For breadth-first search, we can maintain two bags, one for layer Lk and one for Lk+1, and then walk
through the bag for Lk to generate the nodes to insert into the bag for Lk+1.
To parallelize the BFS, we can adopt a divide-and-conquer approach; split an input bag for Lk into
several smaller input bags, walk each of the small input bags in parallel and generate a small output bag for
layer Lk+1, and then union the small output bags together into one final output bag for layer Lk+1. In this
lab, we use a Cilk++ reducer hyperobject for maintaining bags; the reduce function unions two output bags
together.
One straightforward implementation for a bag is to maintain elements as a linked list. With a linked
list, a union operation on two linked lists requires only constant time. Conceptually, it is also easy to split
a linked list into pieces if the split point is given. Unfortunately, efficiently finding a split point which
creates two pieces of roughly equal size seems difficult. Nevertheless for this lab, we provide a linked-
list implementation of a bag, since this implementation illustrates the bag interface and may be useful for
debugging your parallel breadth-first search implementation in later parts of the lab.

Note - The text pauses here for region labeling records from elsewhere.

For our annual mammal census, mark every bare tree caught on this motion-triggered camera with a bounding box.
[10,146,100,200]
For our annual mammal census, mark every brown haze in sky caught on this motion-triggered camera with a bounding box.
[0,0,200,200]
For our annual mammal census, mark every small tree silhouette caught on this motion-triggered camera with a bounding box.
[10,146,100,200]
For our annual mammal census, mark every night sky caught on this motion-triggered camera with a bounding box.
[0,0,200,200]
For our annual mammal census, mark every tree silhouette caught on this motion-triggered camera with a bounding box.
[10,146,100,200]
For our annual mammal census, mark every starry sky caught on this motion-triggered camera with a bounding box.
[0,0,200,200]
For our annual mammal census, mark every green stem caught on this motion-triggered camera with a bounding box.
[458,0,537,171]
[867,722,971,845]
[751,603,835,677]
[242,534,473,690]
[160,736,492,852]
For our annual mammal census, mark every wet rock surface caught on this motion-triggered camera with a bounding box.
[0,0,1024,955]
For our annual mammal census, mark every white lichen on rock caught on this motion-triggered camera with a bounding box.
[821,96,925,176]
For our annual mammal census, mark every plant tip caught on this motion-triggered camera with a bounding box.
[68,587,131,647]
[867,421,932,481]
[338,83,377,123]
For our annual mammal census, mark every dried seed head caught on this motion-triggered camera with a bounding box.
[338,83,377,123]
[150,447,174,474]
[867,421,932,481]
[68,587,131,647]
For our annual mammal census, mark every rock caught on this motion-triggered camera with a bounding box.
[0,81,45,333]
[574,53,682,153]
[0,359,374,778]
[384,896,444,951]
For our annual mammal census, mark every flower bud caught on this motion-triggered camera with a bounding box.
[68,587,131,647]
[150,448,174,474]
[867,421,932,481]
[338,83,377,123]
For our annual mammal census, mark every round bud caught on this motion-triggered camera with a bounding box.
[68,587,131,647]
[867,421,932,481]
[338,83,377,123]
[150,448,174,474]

(c) We have provided a generic interface for the bag data structure and the associated reducer
in bag.h. We have also provided an implementation of the bag using a linked list in
bag_list.cpp, and test cases for the bag interface in bag_test.cpp. Compile and verify
that the provided linked-list implementation of a bag passes the cases.
cagnode1:˜/lab4$: make bag_test; ./bag_test
Handout 10: Lab 4: Breadth-First Search 4
Figure 2: Two pennants of equal size can be unioned in constant time.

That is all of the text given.